Resources

Information about Quanah Parker.

Eleven Facts About Quanah Parker

(1) Quanah Parker's mother, Cynthia Ann Parker ("Nadua" meaning "Someone Found"), was captured in a Comanche raid on Fort Parker when she was nine years old. She was adopted into a Comanche family, became a wife of Chief Peta Nocona, bore his children, and refused multiple attempts to ransom her, pointing to her young sons as her reason to stay. She was recaptured with her young daughter when Quanah was about 15. Nadua begged a Comanche speaker to take her from her white relatives back to her Comanche family, promising him horses and wives, to no avail. Mother and daughter died a few years later.

(2) Quanah Parker was born in Texas or Oklahoma sometime around 1845. His name means "Fragrance."

(3) Quanah became a Comanche warrior ("the Eagle") sometime between 14 and 16 years old, and became a war chief a few years later.

(4) In 1871, Quanah led the Quahada band of Comanches in escaping Colonel Ranald Mackenzie and troops from Fort Richardson (located in what is now Jacksboro, Texas).

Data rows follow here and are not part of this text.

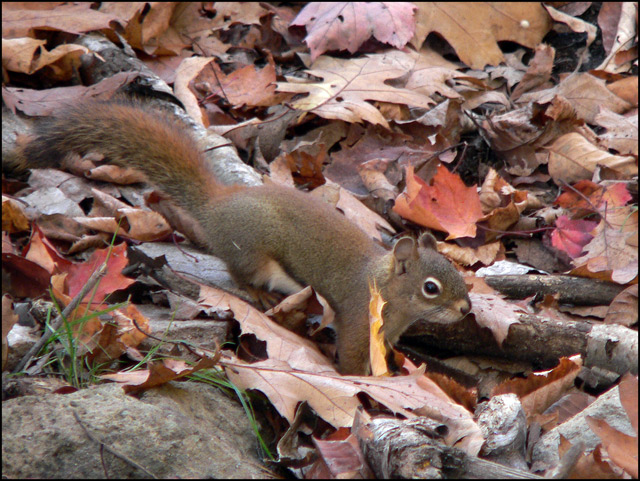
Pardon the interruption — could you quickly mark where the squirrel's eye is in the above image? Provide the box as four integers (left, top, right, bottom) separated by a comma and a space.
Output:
422, 277, 442, 298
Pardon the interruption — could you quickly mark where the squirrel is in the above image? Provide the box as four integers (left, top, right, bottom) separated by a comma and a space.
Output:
3, 101, 471, 375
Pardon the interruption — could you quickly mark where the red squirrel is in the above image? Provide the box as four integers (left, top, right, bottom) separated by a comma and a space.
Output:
3, 101, 471, 375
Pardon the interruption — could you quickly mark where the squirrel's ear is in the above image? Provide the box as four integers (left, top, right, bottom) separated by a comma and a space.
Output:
393, 237, 419, 275
418, 232, 438, 251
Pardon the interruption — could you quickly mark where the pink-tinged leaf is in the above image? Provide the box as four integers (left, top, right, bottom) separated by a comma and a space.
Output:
551, 215, 598, 259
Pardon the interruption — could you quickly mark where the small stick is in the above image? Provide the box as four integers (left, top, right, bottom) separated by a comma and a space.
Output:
13, 262, 107, 374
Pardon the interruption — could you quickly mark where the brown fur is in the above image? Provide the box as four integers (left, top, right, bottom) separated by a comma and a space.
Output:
8, 102, 470, 374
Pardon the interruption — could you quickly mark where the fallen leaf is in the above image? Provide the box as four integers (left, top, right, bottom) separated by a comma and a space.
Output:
393, 165, 483, 240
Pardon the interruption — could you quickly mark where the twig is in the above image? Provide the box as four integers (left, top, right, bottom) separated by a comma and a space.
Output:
71, 411, 158, 479
13, 262, 107, 374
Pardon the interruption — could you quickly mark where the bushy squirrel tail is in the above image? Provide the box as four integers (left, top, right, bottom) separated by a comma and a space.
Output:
3, 101, 238, 212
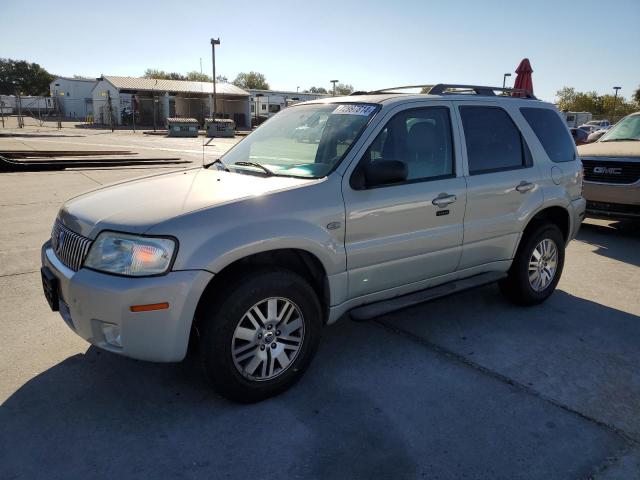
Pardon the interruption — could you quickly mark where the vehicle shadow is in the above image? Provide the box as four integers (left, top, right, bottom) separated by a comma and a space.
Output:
576, 220, 640, 267
381, 285, 640, 440
0, 289, 640, 479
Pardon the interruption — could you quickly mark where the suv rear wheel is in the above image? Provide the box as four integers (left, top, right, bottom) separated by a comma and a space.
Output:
500, 223, 564, 305
200, 269, 322, 403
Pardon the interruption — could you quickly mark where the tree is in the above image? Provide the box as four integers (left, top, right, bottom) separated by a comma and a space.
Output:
336, 83, 353, 95
0, 58, 53, 95
556, 87, 636, 117
233, 72, 269, 90
187, 70, 211, 82
143, 68, 187, 80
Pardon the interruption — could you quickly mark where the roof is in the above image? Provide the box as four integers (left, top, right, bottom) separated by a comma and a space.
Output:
51, 75, 98, 83
166, 117, 198, 123
297, 92, 551, 106
247, 88, 331, 98
102, 75, 250, 97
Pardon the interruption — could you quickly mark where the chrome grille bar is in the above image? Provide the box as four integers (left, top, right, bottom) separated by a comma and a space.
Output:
51, 220, 91, 272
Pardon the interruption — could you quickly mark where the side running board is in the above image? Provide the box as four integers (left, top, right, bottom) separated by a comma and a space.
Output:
349, 272, 507, 322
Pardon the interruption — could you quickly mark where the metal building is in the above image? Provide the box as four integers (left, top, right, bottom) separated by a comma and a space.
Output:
49, 77, 98, 120
93, 75, 251, 128
247, 88, 331, 123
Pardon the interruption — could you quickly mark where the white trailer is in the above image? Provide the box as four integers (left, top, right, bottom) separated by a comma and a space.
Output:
561, 112, 593, 128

(5) Quanah survived a bullet in the side at the Second Battle of Adobe Walls in 1874 (near Stinnett, Texas), stating later that the bullet was deflected by the buffalo horn powder case he was wearing.

(6) The sustained conflict between Comanche, Cheyenne, Kiowa, and Arapaho warriors on one side and the buffalo hunters, the U.S. Army, and the Texas Rangers in 1874-75 is called the Red River War. The tribes were responding to the loss of the buffalo, encroachments on their range, and massacres of their people. The Army and the Texas Rangers were responding to persistent raids on settlements, which caused settlers to pull back.

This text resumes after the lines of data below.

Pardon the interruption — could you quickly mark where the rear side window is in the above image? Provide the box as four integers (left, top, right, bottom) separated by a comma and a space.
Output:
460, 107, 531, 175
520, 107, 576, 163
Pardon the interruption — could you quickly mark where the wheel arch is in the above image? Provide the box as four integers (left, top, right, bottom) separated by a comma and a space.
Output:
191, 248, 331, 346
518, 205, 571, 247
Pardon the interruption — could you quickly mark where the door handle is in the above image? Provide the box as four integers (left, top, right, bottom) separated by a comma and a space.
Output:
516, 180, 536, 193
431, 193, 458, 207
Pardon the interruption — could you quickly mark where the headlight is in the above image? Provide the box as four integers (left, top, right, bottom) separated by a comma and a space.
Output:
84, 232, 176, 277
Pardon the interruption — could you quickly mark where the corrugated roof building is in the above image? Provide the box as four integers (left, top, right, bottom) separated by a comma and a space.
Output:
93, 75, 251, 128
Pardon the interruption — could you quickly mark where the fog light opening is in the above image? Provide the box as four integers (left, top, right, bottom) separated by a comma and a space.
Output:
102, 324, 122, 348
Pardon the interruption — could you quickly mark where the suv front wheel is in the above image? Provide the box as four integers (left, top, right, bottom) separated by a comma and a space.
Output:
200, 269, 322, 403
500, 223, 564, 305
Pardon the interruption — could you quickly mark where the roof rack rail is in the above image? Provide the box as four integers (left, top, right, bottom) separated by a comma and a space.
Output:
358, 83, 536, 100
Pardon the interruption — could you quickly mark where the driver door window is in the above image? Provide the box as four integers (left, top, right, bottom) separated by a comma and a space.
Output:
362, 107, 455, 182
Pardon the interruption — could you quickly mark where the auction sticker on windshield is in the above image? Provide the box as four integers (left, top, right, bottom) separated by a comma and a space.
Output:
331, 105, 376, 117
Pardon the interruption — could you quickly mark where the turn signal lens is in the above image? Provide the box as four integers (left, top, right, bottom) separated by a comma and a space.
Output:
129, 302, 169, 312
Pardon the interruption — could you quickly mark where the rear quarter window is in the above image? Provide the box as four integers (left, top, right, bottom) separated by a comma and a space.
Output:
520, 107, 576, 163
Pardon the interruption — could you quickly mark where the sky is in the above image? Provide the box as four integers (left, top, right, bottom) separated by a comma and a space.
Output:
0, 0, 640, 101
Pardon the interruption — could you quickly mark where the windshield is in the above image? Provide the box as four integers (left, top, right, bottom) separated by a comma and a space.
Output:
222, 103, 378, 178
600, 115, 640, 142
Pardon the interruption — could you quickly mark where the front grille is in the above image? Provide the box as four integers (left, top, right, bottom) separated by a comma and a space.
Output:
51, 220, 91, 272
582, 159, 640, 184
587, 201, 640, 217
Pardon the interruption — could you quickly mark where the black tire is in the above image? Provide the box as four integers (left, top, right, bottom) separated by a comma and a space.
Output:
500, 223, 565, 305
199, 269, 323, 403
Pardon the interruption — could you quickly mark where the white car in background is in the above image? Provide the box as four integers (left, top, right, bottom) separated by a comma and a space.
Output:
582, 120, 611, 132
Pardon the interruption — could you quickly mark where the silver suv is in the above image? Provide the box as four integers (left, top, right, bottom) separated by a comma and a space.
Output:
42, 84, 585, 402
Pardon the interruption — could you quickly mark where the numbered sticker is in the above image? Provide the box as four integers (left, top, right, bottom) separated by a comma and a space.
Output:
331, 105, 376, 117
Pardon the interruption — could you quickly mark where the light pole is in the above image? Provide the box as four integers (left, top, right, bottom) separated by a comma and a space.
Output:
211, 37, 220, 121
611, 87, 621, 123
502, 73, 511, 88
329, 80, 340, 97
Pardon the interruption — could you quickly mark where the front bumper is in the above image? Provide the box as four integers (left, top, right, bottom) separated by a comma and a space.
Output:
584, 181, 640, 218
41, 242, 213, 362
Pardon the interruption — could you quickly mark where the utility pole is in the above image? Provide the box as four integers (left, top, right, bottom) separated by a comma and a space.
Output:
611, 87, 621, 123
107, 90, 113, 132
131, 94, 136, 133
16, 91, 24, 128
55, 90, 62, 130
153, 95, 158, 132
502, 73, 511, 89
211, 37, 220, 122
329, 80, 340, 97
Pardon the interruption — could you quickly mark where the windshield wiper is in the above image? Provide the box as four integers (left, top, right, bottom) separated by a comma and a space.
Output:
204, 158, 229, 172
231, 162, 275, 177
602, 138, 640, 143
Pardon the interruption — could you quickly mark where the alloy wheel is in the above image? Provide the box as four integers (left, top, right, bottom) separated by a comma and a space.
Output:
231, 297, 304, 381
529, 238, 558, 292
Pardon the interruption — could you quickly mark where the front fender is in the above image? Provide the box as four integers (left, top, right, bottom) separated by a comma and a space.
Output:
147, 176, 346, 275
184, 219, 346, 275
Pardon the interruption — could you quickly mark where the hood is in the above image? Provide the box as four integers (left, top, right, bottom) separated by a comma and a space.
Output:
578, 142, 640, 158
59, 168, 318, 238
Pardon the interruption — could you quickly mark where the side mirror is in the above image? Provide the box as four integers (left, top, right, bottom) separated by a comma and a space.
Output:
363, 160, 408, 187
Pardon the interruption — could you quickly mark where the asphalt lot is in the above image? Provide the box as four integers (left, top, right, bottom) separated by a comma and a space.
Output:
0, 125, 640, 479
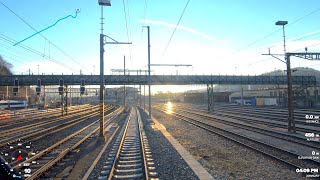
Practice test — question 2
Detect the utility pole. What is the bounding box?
[139,69,141,108]
[98,0,132,139]
[143,26,151,118]
[65,85,68,115]
[123,56,126,108]
[262,21,320,133]
[147,26,151,118]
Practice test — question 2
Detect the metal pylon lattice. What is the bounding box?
[207,84,213,112]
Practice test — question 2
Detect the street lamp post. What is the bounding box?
[98,0,132,138]
[143,26,151,118]
[98,0,111,137]
[275,21,296,132]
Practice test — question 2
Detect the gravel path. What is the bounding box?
[140,108,198,180]
[153,107,303,179]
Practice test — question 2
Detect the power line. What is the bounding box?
[162,0,190,56]
[233,8,320,55]
[122,0,132,62]
[0,1,90,72]
[0,34,74,70]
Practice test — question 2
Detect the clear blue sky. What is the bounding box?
[0,0,320,78]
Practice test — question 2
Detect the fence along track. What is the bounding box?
[98,108,158,180]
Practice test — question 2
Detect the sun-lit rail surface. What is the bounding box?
[154,102,320,179]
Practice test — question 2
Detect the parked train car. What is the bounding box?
[0,100,28,110]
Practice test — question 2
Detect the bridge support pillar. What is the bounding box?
[207,84,213,112]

(7) In 1875, the Quahada band of Comanches under Quanah surrendered to Mackenzie and went onto the reservation in Oklahoma.

(8) When the Comanches left the reservation to hunt in 1878 and discovered the vast bison herds were almost totally gone, Quanah negotiated a deal with the legendary Texas cattleman Charles Goodnight to respect the ranch's citizens and property in exchange for two beeves every other day while the Indians were in Palo Duro Canyon. Surviving bison were thus allowed to continue roaming the JA rangeland, assuring the survival of the Southern Plains Bison.

(9) Quanah learned the cattle business from Charles Goodnight and other noted Texas ranchers. He believed cattle and education were the future of the Comanches, and worked to negotiate payments to the Comanches, Kiowas, and Apaches for grazing rights on their reservation land.

(10) In the 1890s, Quanah invested $40,000 in a railroad line from Quanah, Texas (a town named after him) to Floydada, Texas. It was called the Quanah, Acme and Pacific Railway.

(11) Quanah Parker is remembered for his hospitality and generosity at his home, Star House, hosting both notables (President Theodore Roosevelt, British Ambassador Lord Brice, Texas cattlemen Charles Goodnight and Burk Burnett) and young runaways adopted into his household.

Information taken from The Last Comanche Chief: The Life and Times of Quanah Parker and from the Proclamation of Quanah Parker Day.